Focus is good and the last couple of days 'soaking in it' have been immensely valuable.
I wrote a rather scathing rebuttal on Saturday to Marc Cantor's indictment of Digital ID World and subsequent decision that he needed to hang around the halls to participate in the ongoing conversation. I'm sorry in some respects that I thought better of it and put it away. I like Marc; he's deeply involved in many aspects of digital media (and as a result, identity) but I think he's wrong for a number of reasons. Creating new venues to continue the conversation about identity is good; it's a deep subject which should undergo continuous review and evaluation and customer viewpoints need to be constantly brought to the fore. Whining that the next step in the conversation should occur elsewhere is not very helpful (certainly not the week before it starts) and ignores certain realities.

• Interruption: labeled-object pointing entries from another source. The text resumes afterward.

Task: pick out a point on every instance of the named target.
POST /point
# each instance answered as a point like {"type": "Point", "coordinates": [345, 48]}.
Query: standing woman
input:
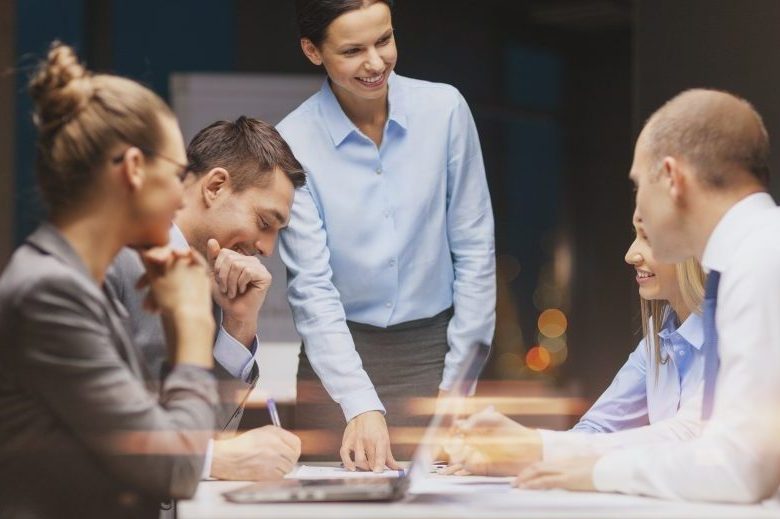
{"type": "Point", "coordinates": [83, 432]}
{"type": "Point", "coordinates": [390, 249]}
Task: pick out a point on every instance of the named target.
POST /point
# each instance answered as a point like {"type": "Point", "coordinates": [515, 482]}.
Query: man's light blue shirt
{"type": "Point", "coordinates": [638, 397]}
{"type": "Point", "coordinates": [390, 234]}
{"type": "Point", "coordinates": [231, 354]}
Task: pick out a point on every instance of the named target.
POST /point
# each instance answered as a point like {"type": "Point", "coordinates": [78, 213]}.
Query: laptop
{"type": "Point", "coordinates": [371, 488]}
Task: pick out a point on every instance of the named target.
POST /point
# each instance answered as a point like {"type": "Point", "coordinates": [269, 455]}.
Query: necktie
{"type": "Point", "coordinates": [711, 357]}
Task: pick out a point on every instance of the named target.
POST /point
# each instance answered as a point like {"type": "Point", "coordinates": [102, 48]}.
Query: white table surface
{"type": "Point", "coordinates": [496, 501]}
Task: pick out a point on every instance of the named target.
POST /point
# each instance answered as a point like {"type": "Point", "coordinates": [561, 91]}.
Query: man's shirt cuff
{"type": "Point", "coordinates": [237, 359]}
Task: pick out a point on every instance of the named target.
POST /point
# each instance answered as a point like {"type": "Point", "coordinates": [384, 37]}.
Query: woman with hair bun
{"type": "Point", "coordinates": [82, 432]}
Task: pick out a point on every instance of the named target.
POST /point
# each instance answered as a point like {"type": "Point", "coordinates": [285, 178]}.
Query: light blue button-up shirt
{"type": "Point", "coordinates": [637, 396]}
{"type": "Point", "coordinates": [387, 235]}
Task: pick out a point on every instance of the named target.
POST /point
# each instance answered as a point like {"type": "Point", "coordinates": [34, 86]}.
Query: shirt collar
{"type": "Point", "coordinates": [691, 330]}
{"type": "Point", "coordinates": [731, 230]}
{"type": "Point", "coordinates": [339, 126]}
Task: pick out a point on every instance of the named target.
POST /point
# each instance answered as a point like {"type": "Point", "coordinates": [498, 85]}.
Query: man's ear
{"type": "Point", "coordinates": [215, 184]}
{"type": "Point", "coordinates": [133, 169]}
{"type": "Point", "coordinates": [675, 174]}
{"type": "Point", "coordinates": [311, 51]}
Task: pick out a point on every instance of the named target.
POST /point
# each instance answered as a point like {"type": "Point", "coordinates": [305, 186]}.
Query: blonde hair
{"type": "Point", "coordinates": [80, 117]}
{"type": "Point", "coordinates": [690, 280]}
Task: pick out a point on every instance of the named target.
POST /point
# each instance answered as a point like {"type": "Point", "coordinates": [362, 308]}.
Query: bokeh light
{"type": "Point", "coordinates": [552, 323]}
{"type": "Point", "coordinates": [538, 358]}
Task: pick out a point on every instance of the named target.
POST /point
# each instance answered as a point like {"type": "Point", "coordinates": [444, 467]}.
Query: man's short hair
{"type": "Point", "coordinates": [719, 133]}
{"type": "Point", "coordinates": [249, 149]}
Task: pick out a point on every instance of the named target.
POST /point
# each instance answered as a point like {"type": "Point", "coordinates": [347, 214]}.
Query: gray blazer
{"type": "Point", "coordinates": [149, 337]}
{"type": "Point", "coordinates": [81, 432]}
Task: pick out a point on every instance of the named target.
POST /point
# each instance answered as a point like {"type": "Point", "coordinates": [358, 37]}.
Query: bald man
{"type": "Point", "coordinates": [701, 172]}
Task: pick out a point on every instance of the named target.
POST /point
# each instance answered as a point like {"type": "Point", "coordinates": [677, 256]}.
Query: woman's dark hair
{"type": "Point", "coordinates": [315, 16]}
{"type": "Point", "coordinates": [80, 117]}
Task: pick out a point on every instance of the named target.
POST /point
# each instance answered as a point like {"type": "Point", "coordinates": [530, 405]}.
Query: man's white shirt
{"type": "Point", "coordinates": [737, 456]}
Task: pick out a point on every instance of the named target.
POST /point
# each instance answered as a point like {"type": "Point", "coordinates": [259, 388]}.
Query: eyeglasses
{"type": "Point", "coordinates": [182, 169]}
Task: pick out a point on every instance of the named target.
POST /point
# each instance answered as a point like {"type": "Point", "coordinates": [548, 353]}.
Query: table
{"type": "Point", "coordinates": [461, 500]}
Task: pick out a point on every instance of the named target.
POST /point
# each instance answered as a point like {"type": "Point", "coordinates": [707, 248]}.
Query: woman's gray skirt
{"type": "Point", "coordinates": [405, 362]}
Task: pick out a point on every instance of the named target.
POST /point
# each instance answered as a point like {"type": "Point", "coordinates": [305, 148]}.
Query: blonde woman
{"type": "Point", "coordinates": [82, 433]}
{"type": "Point", "coordinates": [656, 395]}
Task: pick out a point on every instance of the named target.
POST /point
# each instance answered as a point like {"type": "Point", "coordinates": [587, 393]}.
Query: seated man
{"type": "Point", "coordinates": [701, 168]}
{"type": "Point", "coordinates": [238, 190]}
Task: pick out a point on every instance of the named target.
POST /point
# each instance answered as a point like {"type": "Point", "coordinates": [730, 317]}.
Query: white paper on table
{"type": "Point", "coordinates": [437, 484]}
{"type": "Point", "coordinates": [310, 472]}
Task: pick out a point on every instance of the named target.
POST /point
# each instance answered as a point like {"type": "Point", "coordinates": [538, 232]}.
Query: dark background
{"type": "Point", "coordinates": [559, 89]}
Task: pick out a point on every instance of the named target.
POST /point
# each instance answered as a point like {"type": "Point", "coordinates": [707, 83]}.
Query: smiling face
{"type": "Point", "coordinates": [657, 183]}
{"type": "Point", "coordinates": [656, 280]}
{"type": "Point", "coordinates": [358, 52]}
{"type": "Point", "coordinates": [248, 221]}
{"type": "Point", "coordinates": [160, 196]}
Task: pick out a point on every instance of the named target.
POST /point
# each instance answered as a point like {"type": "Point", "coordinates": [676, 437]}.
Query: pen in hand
{"type": "Point", "coordinates": [271, 403]}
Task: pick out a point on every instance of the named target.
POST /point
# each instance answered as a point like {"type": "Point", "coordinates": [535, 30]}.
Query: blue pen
{"type": "Point", "coordinates": [273, 412]}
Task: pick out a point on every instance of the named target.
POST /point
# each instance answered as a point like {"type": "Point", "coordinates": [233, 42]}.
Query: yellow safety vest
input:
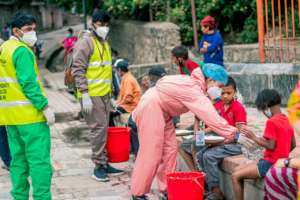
{"type": "Point", "coordinates": [15, 107]}
{"type": "Point", "coordinates": [99, 71]}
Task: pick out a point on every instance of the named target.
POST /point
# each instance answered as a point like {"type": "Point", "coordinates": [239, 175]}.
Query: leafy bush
{"type": "Point", "coordinates": [237, 18]}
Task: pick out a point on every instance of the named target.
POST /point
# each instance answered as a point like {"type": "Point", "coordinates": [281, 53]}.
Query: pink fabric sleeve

I'm caught in the middle in many respects. Given the choice, our customers would like to just have things work and retain as much anonymity as possible. Would it be useful if we could generate FOAF, Drupal, LID or other lightweight IDs for them (and provide simple editing and control tools)? Seems that way to me. On the other hand, they're also going to want to do things with big online vendors, despite their use of Liberty, SAML, et al. Our customers are only going to care if we screw up and expose data they didn't approve or if we make the process overly difficult (a hard egg to crack). At the same time, I want to be my own identity authority where possible. I'm not convinced that we can't have what Doc would call DIY identity.
DIDW may have a history of being an enterprise conference. I don't know. Having never been before, I have nothing to compare against. Certainly, there are a lot of people here talking about corporate IdM and plenty of sessions to make them happy. That said, the recent sleep cycle on identity seems to be ending and a host of new digital identity related activity is going on. Technology is like that; massive frantic activity and a bit of stagnation as things coalesce. We're on an upswing now and the subject I had trouble getting people to talk about last year is this years buzz. I've had no problem finding sessions of interest and people I needed to talk to to get a better picture of the entire spectrum of digital identity. Outside of yesterdays identity gang meeting I found time to corner Johannes Ernst and work through the issues I believed could be a problem for us with LID, ambush Drummond Reed (and numerous others like Bill Washburn and Andy Dale) getting a get much better understanding of XRI/XDI, and tie Dick Hardt to a chair for nearly an hour to help clarify many of my misconceptions and add many things I'd missed about Sxip. We also spent some time with the PingID folks to get a better idea of where they're at and how that could fit into our bigger picture.
I came to focus on identity and it seems to be paying dividends. That the customer focused discussion on identity happened on Monday before the conference actually opened and I managed to wrangle an invite (thanks Doc!) was even better (some have said it's half the conference). Not being a conference trotter, I feel this was a really good choice for a week of my time. If we're to get to Dick's Identity 2.0 vision statement (a fifteen minute, 300+ slide presentation; I wish everyone could see the first five minutes or so of Id 1.0 recap), a lot of things are going to need to change including DIDW. Perhaps that's begun and as Kim cautions, we need to add to the momentum that's already been built.